In the July 12th issue of Time Magazine, Nancy Gibbs has an essay called "The Case for Keeping Out." She states that "As adults, we shudder at how our shopping is tracked and our searches searched and horrified that anyone can go online and find a satellite picture of our house. And then there are our children, who happily stand exposed in the public square, posting secrets on the Facebook walls, yet remain eternally elusive to the people who sleep in the next bedroom over." |
She makes the point later than a variety of technologies exist to "aid" parents in snooping on their kids--ranging from ways to "crack" laptop passwords to drug-testing strands of hair from the teen's hairbrush. Software is sold that can be serendipitously installed on an iPhone that will "log" every text, every call, every GPS location.

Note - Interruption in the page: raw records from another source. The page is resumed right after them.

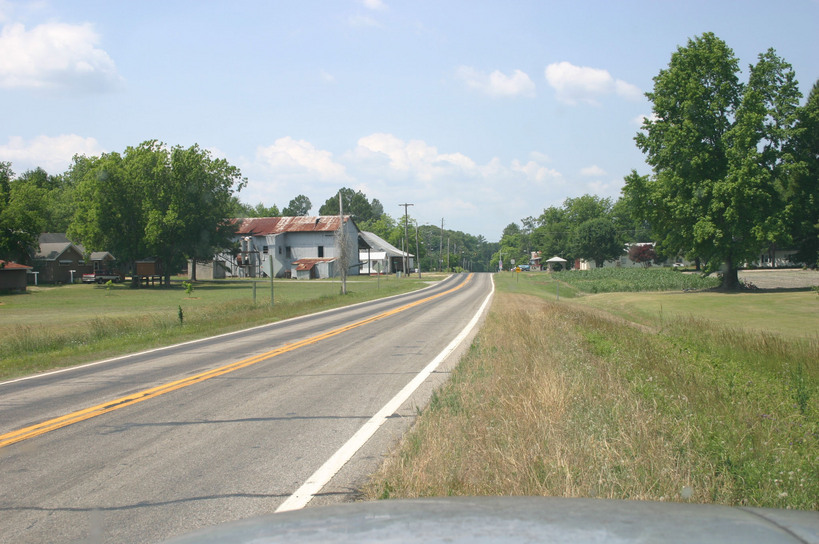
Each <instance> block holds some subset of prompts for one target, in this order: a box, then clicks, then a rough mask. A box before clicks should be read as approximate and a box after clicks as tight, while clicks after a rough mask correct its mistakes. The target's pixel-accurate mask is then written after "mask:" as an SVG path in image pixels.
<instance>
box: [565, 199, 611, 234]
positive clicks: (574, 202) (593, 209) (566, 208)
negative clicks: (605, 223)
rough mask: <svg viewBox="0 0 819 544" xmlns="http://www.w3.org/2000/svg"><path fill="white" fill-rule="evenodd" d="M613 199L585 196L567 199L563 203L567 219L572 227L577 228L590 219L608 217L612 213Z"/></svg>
mask: <svg viewBox="0 0 819 544" xmlns="http://www.w3.org/2000/svg"><path fill="white" fill-rule="evenodd" d="M611 206H612V204H611V199H610V198H601V197H599V196H596V195H589V194H586V195H583V196H579V197H577V198H567V199H566V200H565V201H563V209H564V210H565V212H566V219H567V220H568V221H569V223H570V224H571V225H574V226H577V225H580V224H582V223H585V222H586V221H588V220H589V219H597V218H600V217H608V215H609V214H610V213H611Z"/></svg>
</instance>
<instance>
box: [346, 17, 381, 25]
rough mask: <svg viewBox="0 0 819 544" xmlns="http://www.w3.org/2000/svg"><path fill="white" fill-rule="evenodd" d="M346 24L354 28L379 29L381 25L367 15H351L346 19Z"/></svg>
mask: <svg viewBox="0 0 819 544" xmlns="http://www.w3.org/2000/svg"><path fill="white" fill-rule="evenodd" d="M347 24H349V25H350V26H352V27H354V28H360V27H373V28H380V27H381V23H379V22H378V21H376V20H375V19H373V18H372V17H370V16H369V15H351V16H350V17H348V18H347Z"/></svg>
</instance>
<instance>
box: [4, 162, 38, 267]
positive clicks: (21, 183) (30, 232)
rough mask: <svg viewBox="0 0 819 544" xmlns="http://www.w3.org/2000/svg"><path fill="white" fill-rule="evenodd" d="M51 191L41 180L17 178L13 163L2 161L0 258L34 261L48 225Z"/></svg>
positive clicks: (28, 178) (15, 260)
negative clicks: (44, 232) (37, 181)
mask: <svg viewBox="0 0 819 544" xmlns="http://www.w3.org/2000/svg"><path fill="white" fill-rule="evenodd" d="M47 195H48V191H47V189H45V188H43V187H41V186H39V185H38V184H37V180H35V179H29V178H17V179H15V177H14V172H13V171H12V169H11V163H8V162H0V259H3V260H9V261H17V262H20V263H29V262H30V260H31V250H32V248H34V247H35V246H36V245H37V239H38V236H39V235H40V233H41V232H43V229H44V228H45V226H46V220H45V218H46V215H47V211H48V207H47V198H46V197H47Z"/></svg>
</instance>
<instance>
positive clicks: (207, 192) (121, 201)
mask: <svg viewBox="0 0 819 544" xmlns="http://www.w3.org/2000/svg"><path fill="white" fill-rule="evenodd" d="M74 170H77V171H78V174H77V175H79V176H81V181H80V182H79V183H78V185H77V190H76V205H77V209H76V213H75V216H74V220H73V221H72V224H71V228H70V229H69V236H71V237H72V238H73V239H78V240H80V241H81V242H82V243H83V244H84V245H85V246H86V247H87V248H88V249H90V250H102V249H104V250H107V251H111V252H112V253H113V254H114V255H115V256H116V257H117V259H119V260H120V261H121V262H123V263H126V264H128V265H129V267H130V268H131V270H133V269H134V263H135V261H136V260H138V259H142V258H146V257H159V258H161V259H162V262H163V265H164V272H165V282H166V283H168V282H169V280H170V274H171V273H174V272H176V271H178V270H179V269H180V268H181V266H182V264H183V263H184V261H185V260H186V259H192V260H193V261H194V262H195V261H196V260H197V259H205V258H209V257H211V256H212V255H213V254H214V252H215V251H216V250H217V249H218V248H221V247H225V246H226V245H227V242H228V237H229V235H230V226H229V222H228V218H230V217H231V215H232V212H233V211H234V210H235V200H234V199H233V198H232V196H233V191H234V190H240V189H241V188H242V187H243V185H244V180H243V179H242V178H241V174H240V172H239V170H238V169H237V168H236V167H234V166H231V165H230V164H228V163H227V161H225V160H224V159H214V158H212V157H211V156H210V153H209V152H208V151H206V150H203V149H201V148H200V147H199V146H197V145H194V146H192V147H189V148H182V147H179V146H177V147H173V148H168V147H167V146H165V145H164V144H162V143H160V142H157V141H147V142H144V143H142V144H140V145H139V146H137V147H129V148H127V149H126V150H125V152H124V153H123V154H121V155H120V154H119V153H107V154H103V155H102V156H100V157H96V158H87V157H75V159H74V164H73V165H72V169H71V171H70V173H71V172H72V171H74ZM192 274H194V275H195V268H194V270H193V271H192ZM135 283H136V282H135Z"/></svg>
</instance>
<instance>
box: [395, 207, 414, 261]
mask: <svg viewBox="0 0 819 544" xmlns="http://www.w3.org/2000/svg"><path fill="white" fill-rule="evenodd" d="M399 206H404V240H406V243H405V245H406V248H407V249H409V232H408V231H407V221H408V217H409V216H408V215H407V209H408V208H409V207H410V206H415V204H399ZM416 257H417V255H416ZM408 269H409V251H407V250H406V249H405V250H404V275H406V274H407V273H408V272H407V271H408Z"/></svg>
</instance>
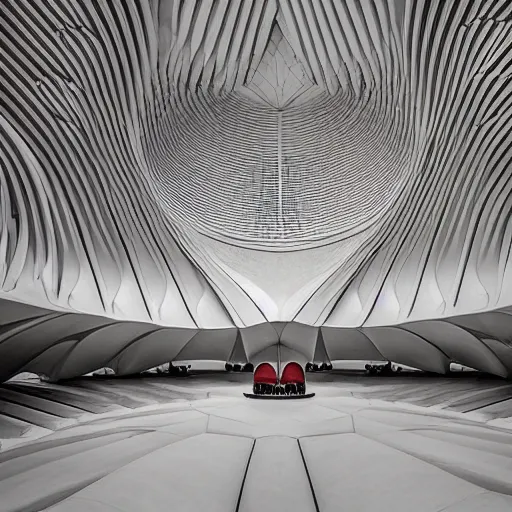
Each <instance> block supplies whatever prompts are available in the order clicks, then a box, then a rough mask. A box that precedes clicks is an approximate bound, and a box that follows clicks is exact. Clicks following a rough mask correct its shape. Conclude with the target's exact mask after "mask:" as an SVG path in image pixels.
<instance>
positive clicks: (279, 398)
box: [244, 393, 315, 400]
mask: <svg viewBox="0 0 512 512" xmlns="http://www.w3.org/2000/svg"><path fill="white" fill-rule="evenodd" d="M244 396H245V397H246V398H261V399H262V400H297V399H298V398H313V397H314V396H315V393H306V394H305V395H255V394H254V393H244Z"/></svg>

Ms Gibbs says that she understands that impulse--it gives parents the impression that they are still "in control" of their teens. But she also (correctly) states that when it comes to technology, the kids hold the higher ground.
It is even more true today that with teens, we must parent using relationships rather than rules. As Ms Gibbs puts it, "if we don't trust our kids, we invite them to be less trustworthy."

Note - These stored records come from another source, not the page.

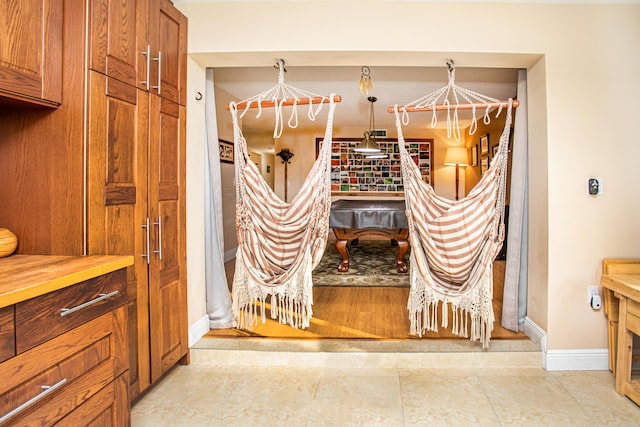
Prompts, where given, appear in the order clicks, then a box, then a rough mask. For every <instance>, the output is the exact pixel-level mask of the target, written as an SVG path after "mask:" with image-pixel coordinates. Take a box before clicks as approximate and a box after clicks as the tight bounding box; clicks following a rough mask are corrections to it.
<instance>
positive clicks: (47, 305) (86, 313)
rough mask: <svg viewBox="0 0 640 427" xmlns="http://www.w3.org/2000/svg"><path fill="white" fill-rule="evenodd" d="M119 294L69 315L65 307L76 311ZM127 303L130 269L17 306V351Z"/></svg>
mask: <svg viewBox="0 0 640 427" xmlns="http://www.w3.org/2000/svg"><path fill="white" fill-rule="evenodd" d="M114 291H118V294H117V295H115V296H113V297H111V298H108V299H105V300H103V301H100V302H98V303H96V304H93V305H91V306H89V307H87V308H85V309H81V310H79V311H76V312H75V313H71V314H69V315H67V316H61V309H62V308H72V307H76V306H79V305H81V304H83V303H86V302H88V301H90V300H92V299H95V298H98V297H99V296H100V295H101V294H109V293H111V292H114ZM125 302H126V270H124V269H121V270H118V271H115V272H113V273H109V274H106V275H103V276H99V277H96V278H95V279H91V280H87V281H86V282H83V283H80V284H77V285H74V286H70V287H68V288H65V289H61V290H59V291H56V292H51V293H48V294H45V295H43V296H41V297H37V298H33V299H30V300H28V301H25V302H22V303H18V304H17V305H16V349H17V353H18V354H20V353H22V352H24V351H26V350H28V349H30V348H33V347H35V346H37V345H38V344H41V343H43V342H45V341H47V340H49V339H51V338H53V337H56V336H58V335H61V334H63V333H64V332H67V331H69V330H71V329H73V328H75V327H77V326H79V325H82V324H84V323H86V322H88V321H90V320H92V319H94V318H96V317H98V316H100V315H102V314H104V313H106V312H108V311H111V310H113V309H114V308H116V307H119V306H121V305H122V304H124V303H125Z"/></svg>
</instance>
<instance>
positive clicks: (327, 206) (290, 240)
mask: <svg viewBox="0 0 640 427" xmlns="http://www.w3.org/2000/svg"><path fill="white" fill-rule="evenodd" d="M334 109H335V103H334V102H333V97H332V98H331V102H330V107H329V114H328V119H327V126H326V131H325V136H324V141H323V143H322V147H321V149H320V153H319V155H318V158H317V159H316V162H315V163H314V165H313V167H312V169H311V172H310V173H309V175H308V176H307V178H306V180H305V182H304V184H303V186H302V188H301V189H300V191H299V193H298V194H297V195H296V196H295V198H294V199H293V200H292V202H291V203H286V202H283V201H282V200H281V199H280V198H279V197H278V196H277V195H276V194H275V193H274V192H273V190H271V188H270V187H269V186H268V184H267V183H266V182H265V181H264V179H263V177H262V175H261V174H260V172H259V170H258V168H257V167H256V166H255V165H254V163H253V162H252V161H251V160H250V158H249V154H248V151H247V144H246V141H245V139H244V137H243V135H242V132H241V129H240V126H239V125H238V119H237V111H236V109H235V108H234V107H233V105H232V108H231V113H232V118H233V126H234V147H235V152H236V153H238V155H237V158H236V162H235V178H236V183H237V185H236V233H237V238H238V252H237V256H236V272H235V276H234V281H233V290H232V300H233V312H234V316H235V317H236V322H237V323H238V325H239V327H241V328H246V329H251V327H252V326H253V325H254V324H255V322H257V310H258V307H259V309H260V314H261V318H262V321H263V322H264V321H266V316H265V311H264V310H265V307H266V306H267V305H268V304H267V301H266V300H267V298H268V297H269V298H270V307H271V317H272V318H278V319H279V320H280V321H281V322H283V323H288V324H290V325H291V326H293V327H296V328H297V327H302V328H305V327H307V326H308V325H309V320H310V318H311V314H312V310H311V305H312V302H313V298H312V286H313V283H312V276H311V272H312V271H313V269H314V268H315V267H316V266H317V264H318V263H319V262H320V259H321V258H322V255H323V253H324V249H325V246H326V243H327V237H328V232H329V211H330V208H331V188H330V176H329V174H330V158H331V139H332V128H333V112H334Z"/></svg>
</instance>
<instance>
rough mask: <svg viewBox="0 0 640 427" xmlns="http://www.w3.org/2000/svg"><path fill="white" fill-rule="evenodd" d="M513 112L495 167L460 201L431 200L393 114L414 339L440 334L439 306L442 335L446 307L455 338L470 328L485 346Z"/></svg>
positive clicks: (497, 252) (488, 317)
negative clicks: (402, 189) (395, 128)
mask: <svg viewBox="0 0 640 427" xmlns="http://www.w3.org/2000/svg"><path fill="white" fill-rule="evenodd" d="M511 110H512V105H511V101H510V102H509V107H508V110H507V118H506V122H505V128H504V130H503V132H502V135H501V137H500V143H499V148H498V153H497V155H496V156H495V157H494V160H493V164H492V165H491V167H490V168H489V170H488V171H487V172H486V173H485V174H484V175H483V176H482V178H481V179H480V182H478V184H477V185H476V186H475V187H474V188H473V190H472V191H471V192H470V193H469V194H468V195H467V196H466V197H464V198H463V199H461V200H458V201H454V200H449V199H446V198H444V197H440V196H438V195H436V194H435V191H434V190H433V188H432V187H431V186H430V185H428V184H426V183H424V182H423V181H422V179H421V175H420V170H419V169H418V167H417V165H416V164H415V163H414V162H413V160H412V159H411V157H410V155H409V153H408V152H407V150H406V148H405V142H404V137H403V135H402V127H401V121H400V116H399V114H398V112H397V111H396V126H397V128H398V144H399V148H400V155H401V164H402V173H403V180H404V188H405V203H406V209H407V220H408V222H409V241H410V244H411V249H412V252H411V264H410V276H411V293H410V296H409V302H408V304H407V307H408V310H409V316H410V319H411V333H414V334H417V335H420V336H422V333H423V332H424V331H426V330H432V331H437V330H438V321H437V318H438V316H437V308H438V306H439V307H440V308H441V317H442V319H441V320H442V323H441V324H442V326H443V327H447V326H448V307H447V306H448V305H450V306H451V309H452V310H453V315H454V324H453V332H454V333H456V334H458V335H463V336H465V337H468V336H469V335H468V330H469V327H471V339H472V340H481V341H482V344H483V346H484V347H486V346H488V343H489V339H490V336H491V330H492V329H493V320H494V319H493V317H494V316H493V305H492V299H493V295H492V289H493V278H492V263H493V261H494V260H495V257H496V256H497V255H498V252H499V251H500V248H501V246H502V241H503V239H504V202H505V195H506V176H507V158H508V141H509V131H510V127H511ZM469 316H470V319H468V317H469ZM468 320H471V325H469V324H468V323H467V321H468Z"/></svg>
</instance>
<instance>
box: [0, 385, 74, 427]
mask: <svg viewBox="0 0 640 427" xmlns="http://www.w3.org/2000/svg"><path fill="white" fill-rule="evenodd" d="M66 382H67V379H66V378H63V379H61V380H60V381H58V382H57V383H55V384H54V385H43V386H40V387H41V388H42V390H43V391H42V392H41V393H38V394H36V395H35V396H33V397H32V398H31V399H29V400H27V401H26V402H24V403H23V404H22V405H20V406H18V407H17V408H15V409H14V410H12V411H10V412H7V413H6V414H4V415H3V416H2V417H0V424H2V423H4V422H5V421H7V420H9V419H11V418H13V417H15V416H16V415H18V414H19V413H20V412H22V411H24V410H25V409H27V408H28V407H30V406H32V405H33V404H35V403H37V402H38V401H40V400H42V399H44V398H45V397H46V396H47V395H48V394H51V393H53V392H54V391H56V390H57V389H59V388H60V387H62V386H63V385H64V384H65V383H66Z"/></svg>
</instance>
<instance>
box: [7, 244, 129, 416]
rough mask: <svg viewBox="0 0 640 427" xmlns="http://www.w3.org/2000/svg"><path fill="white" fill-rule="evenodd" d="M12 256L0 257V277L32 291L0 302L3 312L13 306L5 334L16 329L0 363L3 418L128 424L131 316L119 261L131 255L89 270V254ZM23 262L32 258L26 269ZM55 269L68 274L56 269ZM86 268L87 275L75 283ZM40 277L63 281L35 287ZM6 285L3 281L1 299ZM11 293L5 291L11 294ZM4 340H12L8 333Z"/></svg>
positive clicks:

In the end, we must allow for the "normal youthful mess-making, for it's practically encoded into adolescence that you savor your secrets, dress in disguise, carve out some space for experiments and accidents and all the combustible lab work of becoming who you are."
So yes, the technology exists (mostly because control-crazy parents will shell out the money for it!) to spy on our kids. But if we have done our jobs while they were younger, at this stage, willful knowledge can be just as damaging as willful ignorance.